When it comes to electric vehicle uptake, the opportunity is there, but the infrastructure is not

31 May, 2019

Most understand the need for the travel industry, one of the biggest contributors to greenhouse gas emissions, to find innovative ways to rapidly reduce its impact on climate. In the automotive industry, this is led by the transition to electric vehicles (EVs), including plug-in hybrid electric (PHEV) and battery electric vehicles (BEV).


Summary:

  • Electric vehicles are expected to make up 57% of the global passenger car sales by 2040 driven by falling battery costs and changing consumer habits, according to a new report;
  • New EV models will increase competition and likely drive down costs;
  • EVs nonetheless still lag heavily behind ICEs, mainly due to charging infrastructure restrictions.

According to BloombergNEF, EVs are expected to make up 57% of the global passenger car sales by 2040. It notes sale of internal combustion engine vehicles (ICE) has reached a peak and won't recover unless EV sales falter or larger emerging markets such as China or India invest in ICE segments.

Falling battery prices and stricter emissions are key drivers of EV uptake. Lithuim ion battery pack costs have decreased nearly 85% to USD176 between 2010 and 2018, reducing costs for manufacturers which can then be passed on to the consumer, making vehicles more affordable.

As urban sprawl becomes a more serious issue in large cities, governments are putting in place regulations to curb the use of higher noise/CO2 emitting vehicles. This is the case in London, where Transport for London rolled out the enhanced Ultra Low Emissions Zone in Apr-2019 to reduce the number of vehicles in congested central London.

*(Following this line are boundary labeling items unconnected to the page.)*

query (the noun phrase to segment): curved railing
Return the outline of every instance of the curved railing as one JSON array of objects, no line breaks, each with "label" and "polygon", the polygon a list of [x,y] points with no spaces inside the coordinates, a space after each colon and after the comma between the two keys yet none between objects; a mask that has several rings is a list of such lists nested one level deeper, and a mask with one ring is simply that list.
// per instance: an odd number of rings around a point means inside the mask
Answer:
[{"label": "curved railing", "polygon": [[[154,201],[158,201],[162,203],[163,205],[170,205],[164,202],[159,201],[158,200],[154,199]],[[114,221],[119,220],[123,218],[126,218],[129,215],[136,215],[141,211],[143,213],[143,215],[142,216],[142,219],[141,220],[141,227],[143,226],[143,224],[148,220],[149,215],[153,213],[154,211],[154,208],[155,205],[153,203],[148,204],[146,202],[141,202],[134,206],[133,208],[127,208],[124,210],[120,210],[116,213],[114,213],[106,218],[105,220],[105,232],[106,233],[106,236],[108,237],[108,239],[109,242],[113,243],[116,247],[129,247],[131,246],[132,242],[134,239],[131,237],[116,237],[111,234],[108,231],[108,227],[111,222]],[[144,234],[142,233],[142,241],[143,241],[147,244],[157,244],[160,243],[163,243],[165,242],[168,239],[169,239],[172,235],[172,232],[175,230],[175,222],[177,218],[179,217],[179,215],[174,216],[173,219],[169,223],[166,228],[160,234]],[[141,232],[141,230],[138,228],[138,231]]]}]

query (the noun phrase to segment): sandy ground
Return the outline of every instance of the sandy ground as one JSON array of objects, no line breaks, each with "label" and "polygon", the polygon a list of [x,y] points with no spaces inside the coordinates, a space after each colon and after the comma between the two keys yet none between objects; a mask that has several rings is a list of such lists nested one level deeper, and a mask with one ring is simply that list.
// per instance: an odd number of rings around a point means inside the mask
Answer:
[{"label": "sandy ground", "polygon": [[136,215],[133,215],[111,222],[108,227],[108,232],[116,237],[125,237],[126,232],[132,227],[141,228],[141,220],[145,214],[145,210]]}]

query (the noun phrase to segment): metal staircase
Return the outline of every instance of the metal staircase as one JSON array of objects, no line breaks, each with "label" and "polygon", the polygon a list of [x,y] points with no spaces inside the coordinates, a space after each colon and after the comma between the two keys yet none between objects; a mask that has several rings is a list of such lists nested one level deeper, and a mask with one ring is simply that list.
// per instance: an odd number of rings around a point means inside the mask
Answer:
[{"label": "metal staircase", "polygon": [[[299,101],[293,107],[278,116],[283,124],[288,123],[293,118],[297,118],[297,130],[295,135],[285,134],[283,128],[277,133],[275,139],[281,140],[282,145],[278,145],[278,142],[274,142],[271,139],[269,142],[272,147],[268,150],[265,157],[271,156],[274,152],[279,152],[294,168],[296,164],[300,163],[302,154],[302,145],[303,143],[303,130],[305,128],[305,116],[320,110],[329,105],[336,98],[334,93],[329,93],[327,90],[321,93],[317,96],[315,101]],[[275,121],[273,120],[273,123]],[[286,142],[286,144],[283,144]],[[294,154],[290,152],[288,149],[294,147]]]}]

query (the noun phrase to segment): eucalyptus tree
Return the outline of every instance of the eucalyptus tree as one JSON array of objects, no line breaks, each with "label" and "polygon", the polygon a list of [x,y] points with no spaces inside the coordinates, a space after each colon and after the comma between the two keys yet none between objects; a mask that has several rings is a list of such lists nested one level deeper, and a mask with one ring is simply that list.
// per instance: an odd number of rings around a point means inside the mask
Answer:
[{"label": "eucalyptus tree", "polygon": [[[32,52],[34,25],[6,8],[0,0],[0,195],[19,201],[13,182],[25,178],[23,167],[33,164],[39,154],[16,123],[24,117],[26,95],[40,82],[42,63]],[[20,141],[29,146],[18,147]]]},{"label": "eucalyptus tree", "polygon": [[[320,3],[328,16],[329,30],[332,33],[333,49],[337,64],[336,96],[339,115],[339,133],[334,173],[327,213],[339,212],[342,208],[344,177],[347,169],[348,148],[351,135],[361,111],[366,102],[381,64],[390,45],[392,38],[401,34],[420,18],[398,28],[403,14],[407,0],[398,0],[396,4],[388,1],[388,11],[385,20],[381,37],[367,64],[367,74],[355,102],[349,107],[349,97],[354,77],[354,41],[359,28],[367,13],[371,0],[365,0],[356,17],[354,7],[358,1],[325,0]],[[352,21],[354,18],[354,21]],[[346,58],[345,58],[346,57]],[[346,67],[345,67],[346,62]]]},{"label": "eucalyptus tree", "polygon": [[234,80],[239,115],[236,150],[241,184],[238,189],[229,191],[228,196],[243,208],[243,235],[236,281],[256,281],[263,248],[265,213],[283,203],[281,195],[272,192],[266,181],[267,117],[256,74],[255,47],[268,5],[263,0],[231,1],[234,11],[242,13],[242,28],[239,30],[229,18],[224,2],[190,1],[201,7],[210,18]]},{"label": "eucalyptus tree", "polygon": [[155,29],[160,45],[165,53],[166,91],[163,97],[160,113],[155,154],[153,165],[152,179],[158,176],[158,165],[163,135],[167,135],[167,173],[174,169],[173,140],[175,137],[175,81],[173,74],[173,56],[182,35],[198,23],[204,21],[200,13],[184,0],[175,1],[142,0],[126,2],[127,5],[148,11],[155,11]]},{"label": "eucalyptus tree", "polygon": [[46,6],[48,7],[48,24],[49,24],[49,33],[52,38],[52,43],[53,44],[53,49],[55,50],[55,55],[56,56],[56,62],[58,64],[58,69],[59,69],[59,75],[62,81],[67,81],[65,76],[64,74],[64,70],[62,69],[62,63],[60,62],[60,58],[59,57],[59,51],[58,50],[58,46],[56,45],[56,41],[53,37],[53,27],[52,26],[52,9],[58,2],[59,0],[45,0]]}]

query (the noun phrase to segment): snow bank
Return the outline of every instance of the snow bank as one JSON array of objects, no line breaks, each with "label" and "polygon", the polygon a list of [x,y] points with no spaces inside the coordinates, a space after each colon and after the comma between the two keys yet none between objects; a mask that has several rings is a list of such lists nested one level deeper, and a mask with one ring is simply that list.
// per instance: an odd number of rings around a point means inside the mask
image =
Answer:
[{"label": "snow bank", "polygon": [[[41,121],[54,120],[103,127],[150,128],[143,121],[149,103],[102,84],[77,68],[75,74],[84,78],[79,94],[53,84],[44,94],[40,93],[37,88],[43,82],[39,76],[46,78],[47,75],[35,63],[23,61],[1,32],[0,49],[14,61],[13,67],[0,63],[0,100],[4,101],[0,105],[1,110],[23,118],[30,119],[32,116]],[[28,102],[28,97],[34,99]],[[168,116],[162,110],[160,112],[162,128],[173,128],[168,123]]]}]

CHART - Global passenger vehicle sales by drivetrain: BEVs are expected to beat ICE sales by 2040Source: BloombergNEF

There has also been an explosion of new EV models and manufactures in recent years, which continue to offer increased battery life while reducing costs. Hence competition between manufacturers is increasing and will likely drive more affordable units.

Telsa launched its Model 3 variant in Jul-2018, which is currently around half the price of its mainline Model S and has made over 200,000 deliveries since its inception in 2017. BMW, Chevrolet and Volkswagen are all new entrants to the EV market, respectively releasing the BMW i3, the e-Golf and the Bolt EV, which is comparable in price with the Tesla Model 3 though boasts around 80 miles shorter range.

But although EU sales are up enormously in recent years, EVs still lag behind their ICE counterparts, suggesting there may be a bit of an EV overhype currently. It seems at the very least optimistic that EVs will ever surpass ICE sales in the current climate.

This comes back to challenges regarding capacity and infrastructure to support EVs. The European Automobile Manufacturers' Association (ACEA) highlights 2% of new cars registered in the EU in 2018 were EVs. However, half of all EU member states have an EV market share lower than 1%, meaning EV sales are far behind in lower income EU countries where charging infrastructure is lacking.

So where and how are over 40 million EVs worldwide going to charge up? Deloitte has estimated that the UK alone will need around 28,000 public charge points and must invest a further GBP1.6 billion in the infrastructure between 2020 and 2030.

This is in both AC and DC chargers, the latter able to charge up vehicles around four to five times faster than AC but which require far greater energy to do so. Either way, this will be inconvenient for drivers who wish to charge up using 'en route' charge points, akin to today's petrol stations, which will have ultra-fast charging capability but will still require a much longer stop than filling up on fuel.

The other infrastructure issue is energy required to power the charging stations. The rise of electric batteries requiring a charge will inevitably put more of a burden on a country's national energy grid, but there are contingencies for this. One of these includes the concept known as 'Vehicle to Grid', which aims for EVs connected to the grid to charge to release power back into the grid. This will help to 'balance' the national electricity network by taking advantage of the charge of an EVs battery, and could possibly allow EV owners to earn money by doing so the same way surplus solar energy is sold back to energy companies.

Ultimately , the biggest challenge for EV uptake is… us. The consumer drives the market. If the cons of owning an electric vehicle outweigh the pros, then uptake will grind to a halt. The industry therefore has to get the infrastructure right for the EV market to surpass combustion engines.